File metadata and controls

85 lines (57 loc) · 2.62 KB

BigQuery to Kafka Connector

A Python utility that extracts data from Google BigQuery and publishes it to a Kafka topic using Quix Streams.

Overview

This connector reads data from a BigQuery table and streams it to a Kafka topic, handling various data types and serialization challenges.
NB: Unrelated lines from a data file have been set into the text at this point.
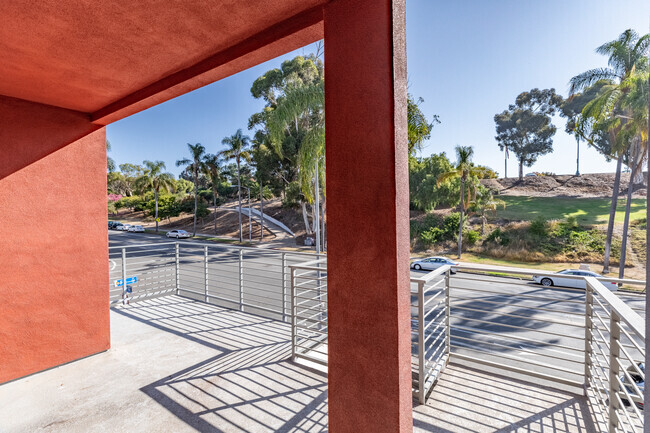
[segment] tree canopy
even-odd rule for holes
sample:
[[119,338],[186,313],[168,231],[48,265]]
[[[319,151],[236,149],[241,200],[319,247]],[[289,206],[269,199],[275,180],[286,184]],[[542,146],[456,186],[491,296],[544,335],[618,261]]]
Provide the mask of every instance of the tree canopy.
[[532,166],[537,158],[553,151],[556,127],[551,119],[562,102],[555,89],[532,89],[520,93],[514,104],[494,116],[499,148],[516,155],[520,179],[524,166]]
It's built with Quix Streams for Kafka integration and includes custom serialization to properly handle all BigQuery data types.

Features

  • Connects to BigQuery using service account authentication
  • Extracts data using custom SQL queries
  • Handles complex data types including:
    • Datetime objects
    • Decimal values
    • Binary data
    • NULL/NA values
    • Time objects
  • Publishes data to Kafka topics with proper serialization
  • Error handling for serialization issues

Prerequisites

  • Python 3.7+
  • Access to a Google Cloud project with BigQuery
  • A Kafka cluster configured with Quix
  • Service account credentials with BigQuery access

Installation

  1. Clone this repository
  2. Install dependencies:
pip install quixstreams google-cloud-bigquery pandas python-dotenv

Configuration

The script uses environment variables for configuration:

  • output: Kafka topic name to publish data to
  • service_account: JSON string containing the Google Cloud service account credentials

For local development, you can use a .env file with these variables.

Usage

  1. Set the environment variables or create a .env file
  2. Modify the SQL query in the read_data() function to match your BigQuery table
  3. Run the script:
python bigquery_to_kafka.py

How It Works

  1. The script establishes a connection to BigQuery using the provided service account credentials
  2. It executes the SQL query to fetch data from the specified table
  3. Each row is converted to a JSON-serializable format with custom handling for special data types
  4. The data is serialized and published to the Kafka topic
  5. Error handling captures and logs any serialization issues without stopping the entire process

Custom Data Type Handling

The script includes two custom classes for data serialization:

  • CustomJSONEncoder: Extends the standard JSON encoder to handle BigQuery-specific data types
  • BigQuerySerializer: Handles pre-processing of data before serialization

Error Handling

The script includes comprehensive error handling that:

  • Catches exceptions during serialization
  • Logs problematic data with detailed information
  • Continues processing other rows when errors occur

Contributing

Feel free to submit issues or pull requests for improvements to the connector.

License

This project is open source under the Apache 2.0 license.